Météo & Perspectives à Court Terme
La météo actuelle aux États-Unis ajoute une prime modérée mais ne transforme pas encore le bilan. Les derniers rapports mettent en avant des épisodes de chaleur dans certaines parties de la ceinture céréalière américaine, qui ont contribué à raffermir les marchés du soja et du maïs et ont apporté un certain soutien indirect au blé.

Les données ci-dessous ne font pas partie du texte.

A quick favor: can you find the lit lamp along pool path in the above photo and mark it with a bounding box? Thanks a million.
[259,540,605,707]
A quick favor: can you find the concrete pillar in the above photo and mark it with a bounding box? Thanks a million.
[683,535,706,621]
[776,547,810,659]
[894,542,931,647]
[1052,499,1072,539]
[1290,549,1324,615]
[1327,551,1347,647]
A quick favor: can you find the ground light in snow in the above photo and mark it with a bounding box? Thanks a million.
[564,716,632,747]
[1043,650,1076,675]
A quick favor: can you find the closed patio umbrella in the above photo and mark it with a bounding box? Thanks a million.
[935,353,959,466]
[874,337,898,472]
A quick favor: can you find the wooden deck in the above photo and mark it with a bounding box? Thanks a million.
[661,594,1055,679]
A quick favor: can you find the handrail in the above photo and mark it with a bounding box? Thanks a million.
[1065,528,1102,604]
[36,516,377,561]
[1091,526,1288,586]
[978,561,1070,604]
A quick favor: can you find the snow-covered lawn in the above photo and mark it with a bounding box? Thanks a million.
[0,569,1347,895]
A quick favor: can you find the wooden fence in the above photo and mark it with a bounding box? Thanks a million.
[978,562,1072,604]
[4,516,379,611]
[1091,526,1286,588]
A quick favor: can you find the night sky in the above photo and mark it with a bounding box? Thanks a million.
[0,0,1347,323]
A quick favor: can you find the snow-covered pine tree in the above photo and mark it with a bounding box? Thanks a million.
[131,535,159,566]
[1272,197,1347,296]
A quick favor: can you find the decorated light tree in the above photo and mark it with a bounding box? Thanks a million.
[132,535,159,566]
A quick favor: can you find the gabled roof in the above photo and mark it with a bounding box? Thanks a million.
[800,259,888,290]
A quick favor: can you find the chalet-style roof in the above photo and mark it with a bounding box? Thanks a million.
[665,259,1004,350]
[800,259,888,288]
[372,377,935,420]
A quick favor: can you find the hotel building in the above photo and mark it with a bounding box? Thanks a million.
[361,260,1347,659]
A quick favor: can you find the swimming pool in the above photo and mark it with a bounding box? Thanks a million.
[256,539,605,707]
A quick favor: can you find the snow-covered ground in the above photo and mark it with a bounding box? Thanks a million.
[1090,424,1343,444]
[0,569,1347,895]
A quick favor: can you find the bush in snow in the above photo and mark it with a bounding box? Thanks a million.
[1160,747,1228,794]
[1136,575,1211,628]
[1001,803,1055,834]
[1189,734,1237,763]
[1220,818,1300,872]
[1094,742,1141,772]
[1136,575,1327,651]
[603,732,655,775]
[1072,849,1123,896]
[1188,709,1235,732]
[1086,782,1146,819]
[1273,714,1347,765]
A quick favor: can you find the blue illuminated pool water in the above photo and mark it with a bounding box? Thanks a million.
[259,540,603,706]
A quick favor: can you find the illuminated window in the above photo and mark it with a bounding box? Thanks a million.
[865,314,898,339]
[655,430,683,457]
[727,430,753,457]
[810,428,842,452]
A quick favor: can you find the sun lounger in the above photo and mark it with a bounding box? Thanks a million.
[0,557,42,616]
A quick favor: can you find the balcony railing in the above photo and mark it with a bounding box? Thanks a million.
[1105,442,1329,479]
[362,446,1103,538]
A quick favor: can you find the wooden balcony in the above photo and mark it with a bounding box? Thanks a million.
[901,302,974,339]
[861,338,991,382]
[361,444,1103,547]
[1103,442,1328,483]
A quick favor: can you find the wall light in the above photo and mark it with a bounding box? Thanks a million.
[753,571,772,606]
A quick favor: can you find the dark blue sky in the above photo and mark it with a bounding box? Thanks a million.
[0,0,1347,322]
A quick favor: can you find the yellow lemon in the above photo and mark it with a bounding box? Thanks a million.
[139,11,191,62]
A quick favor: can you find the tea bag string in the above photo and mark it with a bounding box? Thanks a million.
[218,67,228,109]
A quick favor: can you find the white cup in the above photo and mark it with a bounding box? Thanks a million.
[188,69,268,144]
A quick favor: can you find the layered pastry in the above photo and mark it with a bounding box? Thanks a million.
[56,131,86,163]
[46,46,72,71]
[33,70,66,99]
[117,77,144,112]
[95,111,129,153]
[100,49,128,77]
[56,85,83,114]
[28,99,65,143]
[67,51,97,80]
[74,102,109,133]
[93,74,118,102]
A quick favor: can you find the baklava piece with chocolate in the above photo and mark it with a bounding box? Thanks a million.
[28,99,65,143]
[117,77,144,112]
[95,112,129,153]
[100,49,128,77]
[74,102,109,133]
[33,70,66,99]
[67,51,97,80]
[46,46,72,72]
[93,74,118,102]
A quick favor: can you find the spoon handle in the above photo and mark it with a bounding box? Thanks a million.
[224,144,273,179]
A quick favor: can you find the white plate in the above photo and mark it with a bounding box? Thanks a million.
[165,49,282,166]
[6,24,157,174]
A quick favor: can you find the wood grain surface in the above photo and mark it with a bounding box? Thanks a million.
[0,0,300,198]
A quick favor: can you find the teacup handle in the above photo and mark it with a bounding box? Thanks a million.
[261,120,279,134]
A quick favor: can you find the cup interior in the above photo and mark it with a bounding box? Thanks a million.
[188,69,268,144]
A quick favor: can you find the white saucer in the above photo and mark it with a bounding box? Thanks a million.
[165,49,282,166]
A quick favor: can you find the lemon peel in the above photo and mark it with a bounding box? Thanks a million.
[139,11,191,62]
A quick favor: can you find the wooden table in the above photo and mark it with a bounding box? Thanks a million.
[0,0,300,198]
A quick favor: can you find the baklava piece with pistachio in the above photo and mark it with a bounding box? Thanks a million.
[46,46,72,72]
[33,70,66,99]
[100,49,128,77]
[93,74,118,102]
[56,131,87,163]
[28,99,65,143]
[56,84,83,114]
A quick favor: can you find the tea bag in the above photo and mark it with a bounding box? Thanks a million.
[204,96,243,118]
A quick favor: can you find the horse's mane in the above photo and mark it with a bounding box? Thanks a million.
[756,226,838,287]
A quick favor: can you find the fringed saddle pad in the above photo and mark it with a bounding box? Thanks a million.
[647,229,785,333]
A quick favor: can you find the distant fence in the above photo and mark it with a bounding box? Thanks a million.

Pour le blé, le principal risque météo réside désormais dans la préservation de l’état relativement favorable de la culture de blé de printemps dans les Plaines du Nord, en particulier au Dakota du Nord et au Montana, où des pluies opportunes resteront cruciales en juillet.
En mer Noire, la météo est devenue un peu plus clémente après des inquiétudes antérieures, ce qui sous-tend les révisions haussières de la production russe. Avec une récolte qui progresse et des infrastructures logistiques fonctionnelles, la région semble prête à rester un vendeur agressif vers l’Afrique du Nord, le Moyen-Orient et une partie de l’Asie au troisième trimestre, limitant tout pic de prix lié à la météo, sauf nouvelle contrainte dans les principaux pays exportateurs ou importateurs.
Perspectives de Trading
- CBOT (blé US) : Des superficies au plus bas historique et des stocks légèrement plus serrés que prévu plaident pour un marché soutenu avec un biais modérément haussier. Des replis vers l’équivalent de 210 EUR/t sur les contrats rapprochés peuvent offrir aux utilisateurs finaux des opportunités pour prolonger leur couverture jusqu’au T1 2027, tandis que des rallyes au‑delà d’environ 230 EUR/t devraient susciter des ventes de la part des agriculteurs et des fonds compte tenu de la forte concurrence de la mer Noire.
- MATIF (blé UE) : Avec la hausse des estimations de production russe et une demande d’importation de l’UE atone, les contrats à terme de Paris semblent plafonnés malgré la fermeté américaine. Les acheteurs industriels et d’aliments du bétail peuvent poursuivre une stratégie au coup par coup, mais devraient envisager de mettre en place progressivement une couverture T4 2026–T1 2027 autour de la bande 200–210 EUR/t, car toute nouvelle alerte météo aux États-Unis ou perturbation logistique en mer Noire pourrait rapidement relever les prix européens depuis les niveaux actuels.
- Physique mer Noire (Ukraine, Russie) : La pression persistante sur les valeurs CPT et FOB ukrainiennes suggère que les risques baissiers demeurent à court terme pour les fournisseurs régionaux. Les producteurs peuvent chercher à augmenter leurs couvertures de manière échelonnée lors de rallyes tirés par le CBOT, tandis que les importateurs exposés aux origines de la mer Noire peuvent encore sécuriser des cargaisons à des prix compétitifs pour des expéditions de fin d’été et d’automne.